In tutte queste facce molto diverse fra loro che il voto appalesa c’è comunque un anima sociale profonda, dolente, impaurita, schifata di certa politica, sola, periferica territorialmente e mentalmente, che si vede molto bene da un comune e si vede sempre meno bene da un Palazzo Chigi sempre più luogo di questuanti e adulatori.
Un anima sociale che è stata tradizionalmente pane quotidiano della sinistra e che invece la sinistra fa fatica ad interpretare, a capire, a rappresentare per scarsa credibilità e scarsa autenticità, ma soprattutto per abbandono del campo.
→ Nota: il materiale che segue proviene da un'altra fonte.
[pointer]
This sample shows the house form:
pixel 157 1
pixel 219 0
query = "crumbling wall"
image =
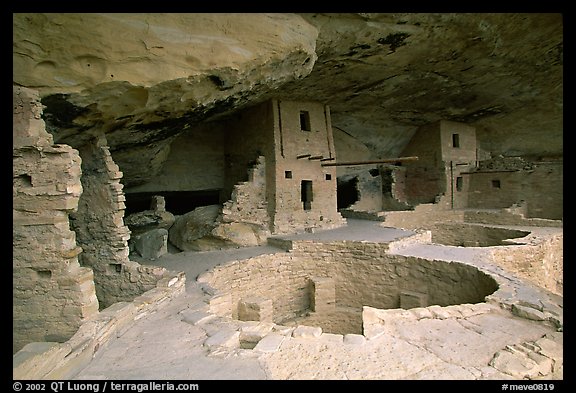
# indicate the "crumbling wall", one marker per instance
pixel 52 294
pixel 501 182
pixel 303 141
pixel 363 274
pixel 244 220
pixel 541 262
pixel 195 162
pixel 100 229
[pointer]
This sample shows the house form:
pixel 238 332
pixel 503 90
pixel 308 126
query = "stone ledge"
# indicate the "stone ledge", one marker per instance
pixel 52 360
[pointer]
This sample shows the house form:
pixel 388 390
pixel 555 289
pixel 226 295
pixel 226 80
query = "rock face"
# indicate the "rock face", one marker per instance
pixel 383 75
pixel 52 294
pixel 190 227
pixel 168 72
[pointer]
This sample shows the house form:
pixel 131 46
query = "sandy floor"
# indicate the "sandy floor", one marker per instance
pixel 182 341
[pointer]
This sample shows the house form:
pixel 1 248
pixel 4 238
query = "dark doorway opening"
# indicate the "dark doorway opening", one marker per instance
pixel 306 194
pixel 177 202
pixel 347 192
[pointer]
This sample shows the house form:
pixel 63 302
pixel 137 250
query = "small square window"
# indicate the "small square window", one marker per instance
pixel 305 121
pixel 459 182
pixel 455 140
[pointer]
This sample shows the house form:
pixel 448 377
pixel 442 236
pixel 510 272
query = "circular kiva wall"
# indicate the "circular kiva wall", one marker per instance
pixel 473 235
pixel 326 285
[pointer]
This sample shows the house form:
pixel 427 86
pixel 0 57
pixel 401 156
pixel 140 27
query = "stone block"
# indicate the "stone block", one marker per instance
pixel 528 312
pixel 412 299
pixel 322 294
pixel 354 339
pixel 307 332
pixel 224 338
pixel 152 244
pixel 270 343
pixel 197 317
pixel 255 309
pixel 253 333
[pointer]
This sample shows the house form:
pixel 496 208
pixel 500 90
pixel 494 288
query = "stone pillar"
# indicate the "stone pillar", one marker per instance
pixel 52 294
pixel 322 294
pixel 411 299
pixel 101 232
pixel 255 309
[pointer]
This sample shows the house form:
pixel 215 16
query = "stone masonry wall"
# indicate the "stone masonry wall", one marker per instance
pixel 364 274
pixel 100 230
pixel 52 294
pixel 541 263
pixel 540 187
pixel 244 219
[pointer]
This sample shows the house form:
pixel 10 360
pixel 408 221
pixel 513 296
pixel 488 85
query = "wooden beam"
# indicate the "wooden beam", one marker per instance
pixel 384 161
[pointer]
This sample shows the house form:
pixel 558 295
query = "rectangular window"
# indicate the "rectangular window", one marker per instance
pixel 305 121
pixel 306 194
pixel 455 140
pixel 459 182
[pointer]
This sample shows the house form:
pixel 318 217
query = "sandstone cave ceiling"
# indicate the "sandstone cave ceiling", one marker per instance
pixel 144 79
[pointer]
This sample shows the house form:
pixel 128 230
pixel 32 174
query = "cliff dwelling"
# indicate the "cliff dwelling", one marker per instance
pixel 288 196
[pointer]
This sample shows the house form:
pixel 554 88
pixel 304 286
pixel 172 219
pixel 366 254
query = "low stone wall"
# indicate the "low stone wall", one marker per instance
pixel 541 261
pixel 52 360
pixel 364 274
pixel 472 235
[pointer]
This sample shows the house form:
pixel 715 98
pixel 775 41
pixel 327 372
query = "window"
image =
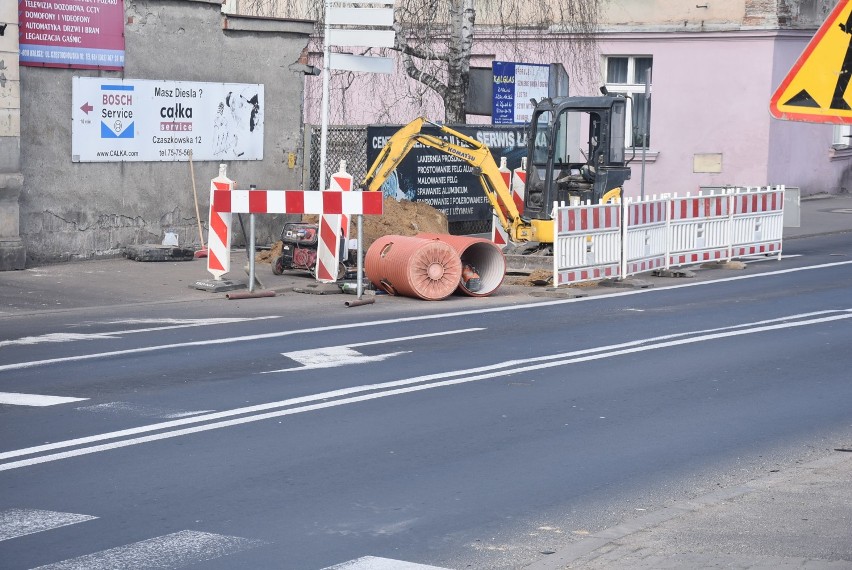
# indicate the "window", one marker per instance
pixel 626 75
pixel 842 136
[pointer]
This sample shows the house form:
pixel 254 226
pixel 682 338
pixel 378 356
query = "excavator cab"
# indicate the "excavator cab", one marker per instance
pixel 576 150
Oggi mi sento di sciogliere il dubbio che avevo a febbraio del 2014. Nessuna terza Repubblica, Renzi si è limitato ad occupare il potere, ha lavorato abilmente per accentrarlo su di se e per distribuirlo ad una cerchia fidata. Non ha sconquassato o rottamato proprio niente anzi in qualche caso ha riciclato, il cambiamento messo in atto non risponde a canoni comprensibili dal corpo sociale in particolare dal nostro corpo sociale. Questo si è visto talmente bene in questi anni che il malessere invece di essere assorbito si è esteso parallelamente all’incapacità di capirlo. Ci sono dichiarazioni di Renzi e della cerchia più stretta del suo gruppo dirigente che oggi sono esattamente opposte a quelle del periodo in cui saliva sugli scudi.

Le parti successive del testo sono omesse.